Traffic here is soul-crushing, with Honolulu coming in at number two nationally, second only to Los Angeles; the average Oahuan commuter enjoys jams for 58 hours annually. Add that to the crumbling streets, endless potholes and the agonizing monotony of radio stations (months behind the mainland, playing the same five songs every hour, on every local station), and everything contributes to turnover here being terrific. I don’t mean the pineapple upside-down cake offered at Liliha Bakery on North Kuakini Street.

Job openings, if you have any sort of skill to sell, are ceaseless.

The U.S. Census Bureau records in excess of 22,000 former Oahu inhabitants hopping the island chain every year (primarily for South Carolina, oddly enough; at least it isn’t North Dakota). That’s largely because things ain’t what they used to be.

Joni Mitchell - the folk-era goddess once hot enough to sleep with Mick Jagger and James Taylor at the same time, but who now looks like an ancient Indian medicine man on meth - had this to say about writing her biggest hit: “I wrote 'Big Yellow Taxi' on my first trip to Hawaii. I took a taxi to the hotel and when I woke up the next morning, I threw back the curtains and saw these beautiful green mountains in the distance. Then, I looked down and there was a parking lot as far as the eye could see, and it broke my heart... this blight on paradise.”

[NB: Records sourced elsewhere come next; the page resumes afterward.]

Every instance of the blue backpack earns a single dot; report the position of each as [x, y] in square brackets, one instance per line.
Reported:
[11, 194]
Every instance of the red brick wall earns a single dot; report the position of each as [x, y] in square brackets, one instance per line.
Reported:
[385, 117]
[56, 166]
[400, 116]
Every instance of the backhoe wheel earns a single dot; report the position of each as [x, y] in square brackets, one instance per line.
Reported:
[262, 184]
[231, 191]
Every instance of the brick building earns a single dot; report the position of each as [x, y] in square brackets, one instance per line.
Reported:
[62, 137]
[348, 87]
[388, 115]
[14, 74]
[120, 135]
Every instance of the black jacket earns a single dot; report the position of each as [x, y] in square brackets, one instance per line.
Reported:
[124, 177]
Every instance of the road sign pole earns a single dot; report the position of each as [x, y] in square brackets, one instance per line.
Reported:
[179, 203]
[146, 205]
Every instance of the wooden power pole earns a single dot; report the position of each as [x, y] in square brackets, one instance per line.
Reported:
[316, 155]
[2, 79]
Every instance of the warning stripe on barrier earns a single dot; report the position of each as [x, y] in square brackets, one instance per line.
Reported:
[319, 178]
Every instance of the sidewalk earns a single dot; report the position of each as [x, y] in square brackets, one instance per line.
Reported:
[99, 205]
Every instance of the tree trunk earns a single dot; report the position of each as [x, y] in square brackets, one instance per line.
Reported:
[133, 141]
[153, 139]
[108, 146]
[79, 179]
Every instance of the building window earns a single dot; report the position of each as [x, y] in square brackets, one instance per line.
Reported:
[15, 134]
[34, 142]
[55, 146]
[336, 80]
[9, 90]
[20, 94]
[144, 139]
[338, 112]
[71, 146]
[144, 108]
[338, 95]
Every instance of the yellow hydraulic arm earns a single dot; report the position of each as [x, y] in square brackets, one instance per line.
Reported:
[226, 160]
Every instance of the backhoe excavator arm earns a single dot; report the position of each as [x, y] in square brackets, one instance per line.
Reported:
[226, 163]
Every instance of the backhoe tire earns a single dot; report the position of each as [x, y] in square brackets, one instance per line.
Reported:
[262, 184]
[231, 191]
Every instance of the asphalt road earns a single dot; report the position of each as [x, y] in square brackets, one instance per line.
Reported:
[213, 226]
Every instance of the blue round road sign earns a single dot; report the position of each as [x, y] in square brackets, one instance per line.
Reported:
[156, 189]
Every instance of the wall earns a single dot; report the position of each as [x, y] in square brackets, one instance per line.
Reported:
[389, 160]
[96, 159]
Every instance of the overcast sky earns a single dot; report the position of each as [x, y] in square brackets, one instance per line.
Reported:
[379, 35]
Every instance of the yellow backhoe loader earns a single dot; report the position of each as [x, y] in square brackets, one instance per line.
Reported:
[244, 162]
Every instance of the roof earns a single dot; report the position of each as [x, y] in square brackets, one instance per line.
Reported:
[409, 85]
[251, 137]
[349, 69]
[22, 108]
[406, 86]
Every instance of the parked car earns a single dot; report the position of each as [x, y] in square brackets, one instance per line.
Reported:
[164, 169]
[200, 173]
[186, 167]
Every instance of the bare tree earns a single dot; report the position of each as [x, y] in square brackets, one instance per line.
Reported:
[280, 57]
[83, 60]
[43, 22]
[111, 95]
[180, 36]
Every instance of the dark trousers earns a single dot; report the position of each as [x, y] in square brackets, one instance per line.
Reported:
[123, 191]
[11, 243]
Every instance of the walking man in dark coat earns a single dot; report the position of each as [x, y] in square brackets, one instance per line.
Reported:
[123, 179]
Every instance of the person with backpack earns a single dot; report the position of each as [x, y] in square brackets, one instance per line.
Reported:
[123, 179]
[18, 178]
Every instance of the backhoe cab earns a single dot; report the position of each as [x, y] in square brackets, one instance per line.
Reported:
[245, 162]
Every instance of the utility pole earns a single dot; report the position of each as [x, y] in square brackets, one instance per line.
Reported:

Well, yes, they are laying down a lot of parking spaces, and that means there are a lot of businesses and tourist attractions going up. The disenfranchised local population gets sticky fingers, and their victims protest by employing private security guards. Apparently bad news is good for us.

Third-world poverty has one other odd effect (less expected than everyone leaching off anyone with a job): Rock-bottom poverty has spawned a significant epidemic of stolen houses - literally!

When affluent islanders absent their semis for more than a couple hours, they have to hire a house sitter. If they don’t, very little will be left when they come home. Serious teams take essentially entire buildings, except for the walls, and sometimes even them. Every inch of carpeting, cabinetry, windows and frames, toilet bowls and faucets, all the light fixtures will be gone. They’ll take the safe, too, obviously enough, and everything in it.

And lest we forget, each year millions of tourists wander around with credit cards and cameras, wedding bands and bundles of cash. Most of them want to hang on to all that affluence, which can be a bit of a challenge unassisted. This is great news for private security. Personal protection (hiring what those not in the know still call a bodyguard) is a thriving, incrementally expanding market. These guys also want to hit the nightlife. Those going to the gay bars and red light district (along Kuhio Avenue, in case you were hypothetically interested) aren’t the only ones under threat. Quoting research from Trulia: “abuse of predatory drugs... is increasing among Hawaii’s youth and the large military population stationed in Hawaii.” Predatory drugs - "date rape" drugs - are used to facilitated sexual assault. The Waikiki strand is one of the world’s best clubbing destinations, and one of the most dangerous. Unique opportunities abound for private security professionals in Hawaii, many in the most apparently unlikely places.